The Securities Markets Code (SMC), 2025
The Securities Markets Code (SMC), 2025, introduced in the Indian Parliament, aims to overhaul the existing securities market regulations to enhance investor protection, streamline compliance, and improve regulatory governance.
Key Objectives
- Strengthening investor protection.
- Easing the compliance burden.
- Improving regulatory governance.
- Promoting ease of doing business in India.
Major Proposals
- Consolidation of three existing laws: Securities Contracts (Regulation) Act, 1956 (SCRA), Securities and Exchange Board of India Act, 1992 (SEBI Act), and the Depositories Act, 1996.
- Reduction of overlapping provisions and legal conflicts.
- Increase in SEBI board members from 9 to 15 for enhanced governance.
- Two categories of contraventions:
- Violations with civil penalties, not involving criminal liability.
- Market abuse with potential criminal liability for serious offences.
- Mandate of an investor charter for investor protection and grievance redressal.
Empowerment and Regulation
- Increased power for SEBI to remove board members for conflicts of interest or moral turpitude.
- Designation of SEBI officers as Ombudspersons to handle investor grievances promptly.
- Establishment of a consolidated framework for registration of intermediaries and pooled investment vehicles.
International Best Practices
- Incorporation of global best practices in regulatory governance and transparency.

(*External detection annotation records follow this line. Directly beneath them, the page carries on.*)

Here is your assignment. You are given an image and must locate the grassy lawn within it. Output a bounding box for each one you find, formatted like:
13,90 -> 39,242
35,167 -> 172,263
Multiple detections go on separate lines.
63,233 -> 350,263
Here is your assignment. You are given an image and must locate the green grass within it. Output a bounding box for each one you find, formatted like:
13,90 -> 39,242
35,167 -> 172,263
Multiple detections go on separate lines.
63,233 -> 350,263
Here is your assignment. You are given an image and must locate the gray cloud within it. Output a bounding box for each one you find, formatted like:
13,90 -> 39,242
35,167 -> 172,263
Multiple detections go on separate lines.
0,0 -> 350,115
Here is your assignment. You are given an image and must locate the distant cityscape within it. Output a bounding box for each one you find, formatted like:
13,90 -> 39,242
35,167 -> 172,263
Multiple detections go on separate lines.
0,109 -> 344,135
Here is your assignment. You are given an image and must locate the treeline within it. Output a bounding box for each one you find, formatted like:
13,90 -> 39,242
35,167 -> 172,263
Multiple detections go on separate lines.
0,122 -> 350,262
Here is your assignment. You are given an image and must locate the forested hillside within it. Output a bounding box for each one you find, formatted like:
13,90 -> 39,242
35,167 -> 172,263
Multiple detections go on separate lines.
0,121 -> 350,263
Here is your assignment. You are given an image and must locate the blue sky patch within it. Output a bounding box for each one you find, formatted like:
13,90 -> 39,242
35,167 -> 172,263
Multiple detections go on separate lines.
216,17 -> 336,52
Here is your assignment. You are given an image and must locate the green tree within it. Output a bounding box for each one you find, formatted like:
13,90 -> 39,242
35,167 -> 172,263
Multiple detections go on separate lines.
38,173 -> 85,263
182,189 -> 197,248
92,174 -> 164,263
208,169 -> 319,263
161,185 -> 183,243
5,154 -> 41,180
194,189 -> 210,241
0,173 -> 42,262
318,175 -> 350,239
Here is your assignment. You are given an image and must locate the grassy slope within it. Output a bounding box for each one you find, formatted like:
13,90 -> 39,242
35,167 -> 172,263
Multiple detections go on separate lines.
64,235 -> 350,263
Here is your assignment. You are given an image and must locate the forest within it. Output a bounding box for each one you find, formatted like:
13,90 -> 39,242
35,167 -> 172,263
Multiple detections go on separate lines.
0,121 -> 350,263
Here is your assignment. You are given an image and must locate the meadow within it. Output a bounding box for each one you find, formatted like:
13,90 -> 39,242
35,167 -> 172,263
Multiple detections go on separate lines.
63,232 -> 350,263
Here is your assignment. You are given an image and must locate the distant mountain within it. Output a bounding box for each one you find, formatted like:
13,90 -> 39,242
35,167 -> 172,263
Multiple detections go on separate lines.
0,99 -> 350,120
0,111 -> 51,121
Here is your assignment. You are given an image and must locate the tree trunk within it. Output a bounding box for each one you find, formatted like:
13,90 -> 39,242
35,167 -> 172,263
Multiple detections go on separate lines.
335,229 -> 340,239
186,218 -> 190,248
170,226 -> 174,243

- Introduction of a regulatory impact assessment to balance enforcement and innovation in the securities market.
Concluding Thoughts
The SMC is designed to create a comprehensive regulatory environment that reduces complexity, enhances coordination among market institutions, and fosters a more inclusive and transparent regulatory framework. This legislative shift is a step towards modernizing India's securities market infrastructure and regulatory practices.